Gospodarka
Utwór napisany przed prawie rokiem w uznaniu wielkich osiągnięć gospodarczych kraju. :)))
Gospodarka
W pięknym kraju bezdrożami idzie piękna
pani.
Prawie wszyscy autochtoni są w niej
zakochani,
Jest zdrowiutka, urodziwa, pewnie to
zielarka.
Ej ! Kim jesteś nieznajoma?! Jestem
Gospodarka.
Gospodarka się rozgląda - nie widzi
nikogo,
- A kto pyta? - Ja! - Coś cienko pisnęło
pod nogą.
- Tyś kaczuszka, czy kartofel? - Niepewna
spytała,
- I uważaj!! Bo o mało cię nie
rozdeptałam!
Mnie dziś róóóżnie nazywają - nie chcę o
tym gadać.
Ale ty się dobrze trzymasz - ja się znam na
babach.
Jak pamiętam - w PRLu byłaś wątła,
licha,
A dziś proszę - co ty robisz, żeś taka
pięknicha?!
Eeech! - Przez latek siedemnaście dobrze mi
wciąż robił,
Jeden taki pan profesor, zwał się
Balcerowicz.
Dzięki niemu wciąż się trzymam i rozwijam
szybko,
Lecz profesor zastąpiony został jakimś
Skrzypkiem!
Dobrze chce mi robić Woźny, ale to
impotent.
Stary komuch siadł na Skarbie i nie
śmierdzi groszem.
Wertepami muszę chodzić, bo z rozkazu
kaczek,
Psuciem każdej drogi bitej zajął się
Polaczek
Gil - samiczka moją forsę łapie i
rozdziela,
Trędowaty bez matury ją poucza teraz.
Dobrze się zapowiadała, pokończyła
szkoły,
Jak się OZI okazała , to gada pierdoły.
Ja zarabiam!

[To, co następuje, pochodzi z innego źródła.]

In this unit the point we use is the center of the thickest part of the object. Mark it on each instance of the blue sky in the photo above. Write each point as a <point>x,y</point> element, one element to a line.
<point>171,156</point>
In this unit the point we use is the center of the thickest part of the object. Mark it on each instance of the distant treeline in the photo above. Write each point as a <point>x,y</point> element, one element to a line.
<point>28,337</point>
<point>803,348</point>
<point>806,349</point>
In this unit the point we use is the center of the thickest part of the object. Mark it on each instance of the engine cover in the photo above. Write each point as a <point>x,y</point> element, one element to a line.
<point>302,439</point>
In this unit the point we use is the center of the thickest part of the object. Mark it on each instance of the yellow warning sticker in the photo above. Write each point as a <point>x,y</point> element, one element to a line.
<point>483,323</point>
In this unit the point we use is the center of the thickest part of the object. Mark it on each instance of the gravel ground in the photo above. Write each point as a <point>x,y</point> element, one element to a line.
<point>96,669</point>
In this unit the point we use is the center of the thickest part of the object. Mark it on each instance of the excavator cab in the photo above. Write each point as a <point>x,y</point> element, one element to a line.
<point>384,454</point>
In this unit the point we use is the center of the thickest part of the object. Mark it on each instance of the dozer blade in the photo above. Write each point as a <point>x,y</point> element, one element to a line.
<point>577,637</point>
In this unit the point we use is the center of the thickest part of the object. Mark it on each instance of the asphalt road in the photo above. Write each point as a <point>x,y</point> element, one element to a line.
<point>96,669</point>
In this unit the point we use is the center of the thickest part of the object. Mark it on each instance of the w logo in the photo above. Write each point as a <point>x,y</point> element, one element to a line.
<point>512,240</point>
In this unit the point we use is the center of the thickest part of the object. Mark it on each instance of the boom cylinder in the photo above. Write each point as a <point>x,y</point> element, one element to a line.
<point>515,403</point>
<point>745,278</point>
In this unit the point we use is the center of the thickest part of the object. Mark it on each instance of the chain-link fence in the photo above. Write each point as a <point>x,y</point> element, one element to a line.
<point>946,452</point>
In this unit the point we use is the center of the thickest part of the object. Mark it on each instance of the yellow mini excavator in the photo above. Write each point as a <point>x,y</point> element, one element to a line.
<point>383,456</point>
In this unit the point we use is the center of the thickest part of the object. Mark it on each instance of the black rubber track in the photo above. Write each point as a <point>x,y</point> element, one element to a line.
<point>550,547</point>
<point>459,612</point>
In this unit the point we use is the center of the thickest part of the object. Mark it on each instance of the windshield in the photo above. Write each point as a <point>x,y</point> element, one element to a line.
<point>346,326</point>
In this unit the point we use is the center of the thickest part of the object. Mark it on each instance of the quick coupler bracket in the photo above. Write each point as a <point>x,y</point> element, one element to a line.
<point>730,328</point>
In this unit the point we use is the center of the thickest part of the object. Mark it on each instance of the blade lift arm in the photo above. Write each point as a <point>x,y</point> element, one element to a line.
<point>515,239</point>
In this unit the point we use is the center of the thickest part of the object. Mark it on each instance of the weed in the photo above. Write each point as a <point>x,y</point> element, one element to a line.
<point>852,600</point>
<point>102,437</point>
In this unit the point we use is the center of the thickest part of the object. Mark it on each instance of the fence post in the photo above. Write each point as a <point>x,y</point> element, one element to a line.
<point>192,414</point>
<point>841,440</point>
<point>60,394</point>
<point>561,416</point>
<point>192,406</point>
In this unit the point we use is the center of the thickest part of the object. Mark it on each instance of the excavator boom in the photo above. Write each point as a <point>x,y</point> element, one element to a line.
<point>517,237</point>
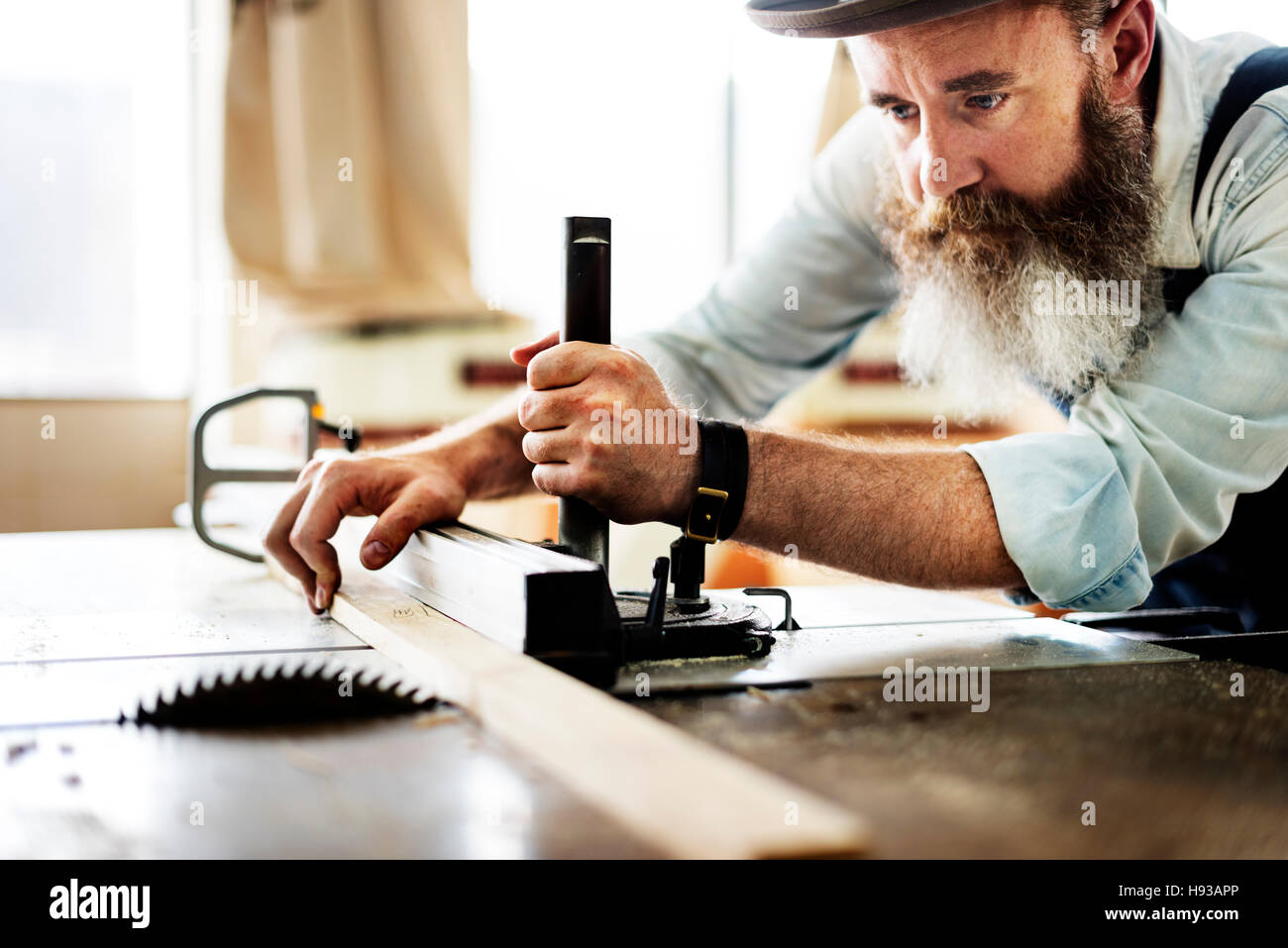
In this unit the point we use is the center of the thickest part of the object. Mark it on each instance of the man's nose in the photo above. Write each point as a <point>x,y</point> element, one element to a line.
<point>945,165</point>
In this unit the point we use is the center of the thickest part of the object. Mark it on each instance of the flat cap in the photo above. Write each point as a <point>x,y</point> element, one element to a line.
<point>850,17</point>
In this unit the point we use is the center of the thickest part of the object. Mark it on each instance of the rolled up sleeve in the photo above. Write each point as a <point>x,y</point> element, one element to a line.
<point>1067,519</point>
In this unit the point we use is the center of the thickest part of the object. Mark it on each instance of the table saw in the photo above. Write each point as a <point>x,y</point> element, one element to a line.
<point>93,621</point>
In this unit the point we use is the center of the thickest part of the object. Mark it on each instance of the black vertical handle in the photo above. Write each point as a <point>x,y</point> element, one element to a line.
<point>588,318</point>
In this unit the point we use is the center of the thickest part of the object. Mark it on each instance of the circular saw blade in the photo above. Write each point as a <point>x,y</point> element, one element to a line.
<point>279,690</point>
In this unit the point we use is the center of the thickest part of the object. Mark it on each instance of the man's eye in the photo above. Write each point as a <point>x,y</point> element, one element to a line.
<point>988,102</point>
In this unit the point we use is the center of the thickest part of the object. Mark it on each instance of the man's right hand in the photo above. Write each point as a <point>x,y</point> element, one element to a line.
<point>404,491</point>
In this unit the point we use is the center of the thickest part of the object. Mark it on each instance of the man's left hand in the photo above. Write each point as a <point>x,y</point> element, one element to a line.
<point>589,414</point>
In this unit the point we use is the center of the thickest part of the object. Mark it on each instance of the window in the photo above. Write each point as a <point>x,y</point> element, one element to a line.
<point>1203,18</point>
<point>97,207</point>
<point>679,119</point>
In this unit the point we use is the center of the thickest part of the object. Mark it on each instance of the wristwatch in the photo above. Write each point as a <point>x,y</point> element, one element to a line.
<point>722,485</point>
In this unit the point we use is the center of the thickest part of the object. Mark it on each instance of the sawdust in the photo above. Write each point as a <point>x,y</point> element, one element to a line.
<point>433,719</point>
<point>305,762</point>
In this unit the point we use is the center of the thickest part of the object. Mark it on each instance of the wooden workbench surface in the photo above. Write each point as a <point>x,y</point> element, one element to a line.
<point>1173,764</point>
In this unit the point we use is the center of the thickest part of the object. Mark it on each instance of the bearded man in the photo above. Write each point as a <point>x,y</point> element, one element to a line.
<point>1019,159</point>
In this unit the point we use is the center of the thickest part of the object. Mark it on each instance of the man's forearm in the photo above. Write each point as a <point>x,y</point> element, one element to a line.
<point>922,518</point>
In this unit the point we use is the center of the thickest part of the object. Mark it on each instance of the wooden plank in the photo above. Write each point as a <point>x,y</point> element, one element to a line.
<point>675,792</point>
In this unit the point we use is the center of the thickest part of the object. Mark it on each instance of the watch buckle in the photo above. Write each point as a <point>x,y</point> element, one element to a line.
<point>722,496</point>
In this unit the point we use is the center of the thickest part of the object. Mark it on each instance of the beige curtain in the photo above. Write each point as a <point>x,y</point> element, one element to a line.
<point>347,158</point>
<point>842,98</point>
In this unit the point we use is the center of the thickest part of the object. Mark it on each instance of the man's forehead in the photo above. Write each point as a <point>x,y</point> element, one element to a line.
<point>961,53</point>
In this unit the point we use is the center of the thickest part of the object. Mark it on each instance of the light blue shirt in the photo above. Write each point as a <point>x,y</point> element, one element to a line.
<point>1151,462</point>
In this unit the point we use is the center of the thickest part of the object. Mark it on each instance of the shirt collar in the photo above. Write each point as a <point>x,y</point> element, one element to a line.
<point>1179,125</point>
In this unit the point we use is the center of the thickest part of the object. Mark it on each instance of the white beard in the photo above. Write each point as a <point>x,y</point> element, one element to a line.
<point>986,339</point>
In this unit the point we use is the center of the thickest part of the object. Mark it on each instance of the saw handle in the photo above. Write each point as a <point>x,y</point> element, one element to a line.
<point>202,476</point>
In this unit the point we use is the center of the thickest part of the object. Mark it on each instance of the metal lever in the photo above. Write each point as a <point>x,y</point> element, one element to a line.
<point>789,623</point>
<point>588,318</point>
<point>657,597</point>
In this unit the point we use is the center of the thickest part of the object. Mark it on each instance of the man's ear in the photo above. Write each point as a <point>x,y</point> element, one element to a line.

Ona forsę darmozjadom daje,
I na przyszłość, rozwój, rozkwit, kasy już
nie staje.
Miast mnie wzmocnić, by odegnać od nas
kryzys wszelki,
Te wampiry mnie wyssają z ostatniej
kropelki.
Mały wcale jej nie słuchał - on wie, że
jest super.
Co mi będzie jakaś baba tu zawracać
kuper.
Mnie tam baby nie obchodzą - czy są, czy
ich ni ma.
A ta cała Gospodarka, dzięki mnie się
trzyma.
Wcale mnie do bab nie ciągnie i tak zawsze
było
I tak właśnie mi się w życiu szczęśliwie
złożyło.
Mam bratową, bratanicę, mamusię i
wnusię,
Żadną inną babą w życiu martwić się nie
muszę.
Mam Maciorę, Trędowatych,
Neandertalczyka,
Przy tych kumplach, nie potrzebna nawet
erotyka.
...
Gospodarka patrzy z góry i myśl ją
nurtuje:
Uff! Jak dobrze, że on wcale mną się nie
zajmuje.
:)))
Komentarze (5)
Ciekawam jak dzis wygląda owa baba...wszak zmieniała
nam się władza...kto jej dzis dogadza lub kto
przeszkadza...+
świetna personifikacja naszej gospodarki, a wiersz
miodzio , płynny , rytmiczny i z sensem
WIELKIM!przemówiły do mnie te kartofelki :)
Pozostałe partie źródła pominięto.